Police deployed Monday morning for an apparent raid on the Ramat Gilad outpost near Karnei and Maaleh Shomron. The action comes in the wake of the expulsion of members of the Shvut Ami community on the Shavuot holiday and minutes after the Sabbath ended. Area residents have sent out emergency notices to civilians to arrive at Ramat Gilad and support the residents.

Security forces also destroyed two unoccupied caravans (small mobile homes without wheels) in the Nahalat Yosef outpost near Elon Moreh in Samaria. A third caravan was moved into the Elon Moreh community.

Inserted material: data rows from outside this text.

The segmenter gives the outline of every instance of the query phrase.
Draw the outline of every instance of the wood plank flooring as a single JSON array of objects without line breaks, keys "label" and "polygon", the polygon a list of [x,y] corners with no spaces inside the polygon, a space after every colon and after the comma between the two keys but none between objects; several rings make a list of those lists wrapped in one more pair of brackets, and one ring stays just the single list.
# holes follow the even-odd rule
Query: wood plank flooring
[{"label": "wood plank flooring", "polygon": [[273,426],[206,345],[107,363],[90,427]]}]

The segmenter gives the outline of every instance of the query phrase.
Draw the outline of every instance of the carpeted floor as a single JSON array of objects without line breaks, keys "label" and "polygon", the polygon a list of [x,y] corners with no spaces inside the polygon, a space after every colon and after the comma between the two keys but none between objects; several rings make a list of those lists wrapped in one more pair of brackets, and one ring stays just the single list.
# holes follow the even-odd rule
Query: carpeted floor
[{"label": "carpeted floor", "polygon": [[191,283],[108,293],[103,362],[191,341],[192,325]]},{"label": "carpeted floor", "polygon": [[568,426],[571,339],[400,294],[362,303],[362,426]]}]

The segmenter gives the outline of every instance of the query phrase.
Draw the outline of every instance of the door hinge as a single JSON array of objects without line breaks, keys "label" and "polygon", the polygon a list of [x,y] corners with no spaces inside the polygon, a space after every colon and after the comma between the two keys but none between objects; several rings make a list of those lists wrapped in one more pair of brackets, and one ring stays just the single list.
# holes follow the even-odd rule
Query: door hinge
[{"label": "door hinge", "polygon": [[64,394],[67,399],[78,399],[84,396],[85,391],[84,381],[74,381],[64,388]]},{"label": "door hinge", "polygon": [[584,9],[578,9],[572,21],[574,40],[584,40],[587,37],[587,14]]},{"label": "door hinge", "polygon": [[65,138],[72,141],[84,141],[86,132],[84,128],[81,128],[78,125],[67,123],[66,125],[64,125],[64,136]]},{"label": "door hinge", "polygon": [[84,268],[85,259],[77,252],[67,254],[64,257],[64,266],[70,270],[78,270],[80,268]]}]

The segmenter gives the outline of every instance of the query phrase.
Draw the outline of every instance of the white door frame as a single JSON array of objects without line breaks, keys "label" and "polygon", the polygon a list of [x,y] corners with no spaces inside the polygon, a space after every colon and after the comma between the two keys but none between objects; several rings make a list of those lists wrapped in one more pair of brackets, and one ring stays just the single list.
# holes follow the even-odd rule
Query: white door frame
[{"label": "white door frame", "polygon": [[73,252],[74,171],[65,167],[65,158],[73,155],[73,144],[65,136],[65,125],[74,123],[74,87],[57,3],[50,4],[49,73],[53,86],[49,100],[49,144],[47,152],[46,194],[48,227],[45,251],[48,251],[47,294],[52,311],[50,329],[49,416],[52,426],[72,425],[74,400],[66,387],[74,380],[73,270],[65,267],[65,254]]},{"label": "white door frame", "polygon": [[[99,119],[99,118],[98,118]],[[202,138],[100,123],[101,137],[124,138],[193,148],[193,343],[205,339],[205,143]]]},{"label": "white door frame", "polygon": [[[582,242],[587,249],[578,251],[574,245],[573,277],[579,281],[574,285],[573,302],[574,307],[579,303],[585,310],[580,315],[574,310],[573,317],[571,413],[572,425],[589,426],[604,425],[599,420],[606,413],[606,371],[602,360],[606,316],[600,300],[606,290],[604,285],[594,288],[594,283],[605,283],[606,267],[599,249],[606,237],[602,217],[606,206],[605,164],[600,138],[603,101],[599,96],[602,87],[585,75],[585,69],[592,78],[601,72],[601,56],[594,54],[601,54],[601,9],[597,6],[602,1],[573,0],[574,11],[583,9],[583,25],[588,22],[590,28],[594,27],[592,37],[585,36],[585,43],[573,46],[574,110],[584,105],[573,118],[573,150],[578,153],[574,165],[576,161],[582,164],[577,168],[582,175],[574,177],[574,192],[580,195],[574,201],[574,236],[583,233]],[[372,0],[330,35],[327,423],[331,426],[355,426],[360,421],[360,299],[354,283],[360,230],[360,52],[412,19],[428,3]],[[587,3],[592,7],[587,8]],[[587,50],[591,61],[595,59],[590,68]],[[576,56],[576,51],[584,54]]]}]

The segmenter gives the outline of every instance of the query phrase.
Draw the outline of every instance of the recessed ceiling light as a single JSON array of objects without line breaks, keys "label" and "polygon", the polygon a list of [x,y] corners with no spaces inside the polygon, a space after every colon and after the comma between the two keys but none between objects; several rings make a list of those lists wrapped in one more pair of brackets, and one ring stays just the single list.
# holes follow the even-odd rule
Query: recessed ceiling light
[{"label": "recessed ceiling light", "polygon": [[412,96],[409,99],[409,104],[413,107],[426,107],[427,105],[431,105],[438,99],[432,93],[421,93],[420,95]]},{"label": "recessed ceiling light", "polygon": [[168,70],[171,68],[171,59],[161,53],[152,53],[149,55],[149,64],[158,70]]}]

Jewish youth responded to the planned demolitions and the previous expulsions by throwing rocks at Arabs on Highway 55, several miles east of Kfar Saba, possibly as a tactic to divert security forces. Arab sources said at least one driver was hospitalized for wounds, and Israeli media reported that at least four others also were injured. The teenagers set tires on fire on the road, which connects Kalkilya, next to Kfar Saba, with the communities of Karnei Shomron and Kedumim and the Arab city of Shechem.

On Saturday night, as the Sabbath ended, police demolished two wooden shacks at Shvut Ami and allegedly cut the residents' water connection with the nearby town of Kedumim. Former Kedumim member Daniella Weiss called the expulsion ”brutal.”

The police action followed previous demolitions ordered by Defense Minister Ehud Barak the day after Prime Minister Binyamin Netanyahu returned from his talks with U.S. President Barack Obama, who demanded that Israel fulfill previous promises to eliminate the hilltop communities and stop all building in Judea and Samaria.

The “outposts” are deemed illegal by the United States because the Sharon government promised not to build any new communities after September, 2001.

In an unrelated incident, police arrested four Arab youth for throwing rocks at Israeli cars.